The Descent into the Maelstrom (The Phantom of the Earth Book 4)

Page 25

by Zen, Raeden


  Danforth shouted and guided the guests into the hall.

  Chants of “Serve Beimeni, live forever!” broke out, and Connor dropped his candles into a BP-sponsored booth outside the hall, where a man in overalls cooked apple fritters.
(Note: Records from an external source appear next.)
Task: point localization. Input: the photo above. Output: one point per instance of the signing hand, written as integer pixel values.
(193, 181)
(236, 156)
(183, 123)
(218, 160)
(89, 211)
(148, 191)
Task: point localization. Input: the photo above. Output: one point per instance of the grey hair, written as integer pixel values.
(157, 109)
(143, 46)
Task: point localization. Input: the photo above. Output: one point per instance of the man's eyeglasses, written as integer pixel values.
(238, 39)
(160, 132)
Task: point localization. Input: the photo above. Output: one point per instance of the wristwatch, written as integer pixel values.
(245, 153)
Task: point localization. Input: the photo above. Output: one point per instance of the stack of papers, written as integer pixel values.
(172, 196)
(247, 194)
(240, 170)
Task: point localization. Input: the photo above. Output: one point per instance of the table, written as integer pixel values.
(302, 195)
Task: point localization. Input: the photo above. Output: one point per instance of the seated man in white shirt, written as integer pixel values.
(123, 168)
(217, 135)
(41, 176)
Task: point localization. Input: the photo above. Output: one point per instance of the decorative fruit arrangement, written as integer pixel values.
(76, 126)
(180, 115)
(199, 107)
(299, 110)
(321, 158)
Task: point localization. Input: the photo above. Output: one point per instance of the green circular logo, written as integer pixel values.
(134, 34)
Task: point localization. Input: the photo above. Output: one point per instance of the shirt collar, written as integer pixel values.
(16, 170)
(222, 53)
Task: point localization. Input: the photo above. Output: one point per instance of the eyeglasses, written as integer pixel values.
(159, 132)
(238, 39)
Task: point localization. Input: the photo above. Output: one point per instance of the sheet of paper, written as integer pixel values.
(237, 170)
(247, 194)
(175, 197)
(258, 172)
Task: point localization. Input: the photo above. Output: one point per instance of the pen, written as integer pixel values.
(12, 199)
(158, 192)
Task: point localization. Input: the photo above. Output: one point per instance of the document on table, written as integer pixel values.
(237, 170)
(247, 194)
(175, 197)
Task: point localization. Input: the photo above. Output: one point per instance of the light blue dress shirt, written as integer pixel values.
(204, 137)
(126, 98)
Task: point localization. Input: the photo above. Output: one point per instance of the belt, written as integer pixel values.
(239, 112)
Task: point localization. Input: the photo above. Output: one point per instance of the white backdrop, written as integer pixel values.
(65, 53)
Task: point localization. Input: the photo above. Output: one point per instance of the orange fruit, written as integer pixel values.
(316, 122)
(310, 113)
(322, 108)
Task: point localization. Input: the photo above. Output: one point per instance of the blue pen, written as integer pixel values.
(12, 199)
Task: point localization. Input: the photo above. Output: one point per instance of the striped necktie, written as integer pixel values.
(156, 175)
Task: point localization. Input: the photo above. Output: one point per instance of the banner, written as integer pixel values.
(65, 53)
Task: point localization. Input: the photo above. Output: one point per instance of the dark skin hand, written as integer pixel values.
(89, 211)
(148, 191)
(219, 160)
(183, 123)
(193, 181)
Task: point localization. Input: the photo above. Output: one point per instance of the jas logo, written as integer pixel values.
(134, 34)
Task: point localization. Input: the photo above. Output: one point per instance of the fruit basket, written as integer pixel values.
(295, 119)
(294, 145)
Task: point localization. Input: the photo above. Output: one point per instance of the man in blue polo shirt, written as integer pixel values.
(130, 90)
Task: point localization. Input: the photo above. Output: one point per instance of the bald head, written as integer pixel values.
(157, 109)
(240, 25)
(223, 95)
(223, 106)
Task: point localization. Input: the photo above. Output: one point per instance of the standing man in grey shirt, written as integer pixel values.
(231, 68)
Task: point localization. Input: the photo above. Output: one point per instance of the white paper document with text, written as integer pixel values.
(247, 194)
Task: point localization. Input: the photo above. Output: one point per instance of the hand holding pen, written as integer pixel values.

  Connor used his faked credentials at the Faraway Hall checkpoint. The Janzer hesitated, then approved his entry, and he neared the sprawling lines of Beimenians awaiting entry to the eighteen archways leading into Faraway Hall. Chatter filled the air, Beimenians dizzy with excitement, drunk on the idea of living again upon the surface of the Earth—should Dr. Shrader truly have immunity to the Reassortment Strain. The movement was slow going, and Connor found he was losing patience. Then the world opened up to him, a full view of Faraway Hall, gray slabs folded over and under each other like scales on a reptile, crisscrossed by maroon beams, and below him, the rows upon rows of maroon marble benches.

  Connor ambled down the steps filled with snobs from Phanes, researchers from Palaestra, entertainers from Marshlands, masseuses from Lovereal and Natura, technicians from Dunamis, and growers from Vivo. He found an aisle seat near the first rim, engulfed by aristocrat attendees. The lights dimmed. A side entrance opened. A spotlight highlighted the supreme scientist Antosha Zereoue. He was a god of a man, taller than Father, as muscular as Zorian, and quicker than Hans, dressed in a liquid silver synsuit and fur-lined hooded lab coat. If not for Antosha’s lack of dimples, he could be Captain Broden Barão’s twin, Connor noted.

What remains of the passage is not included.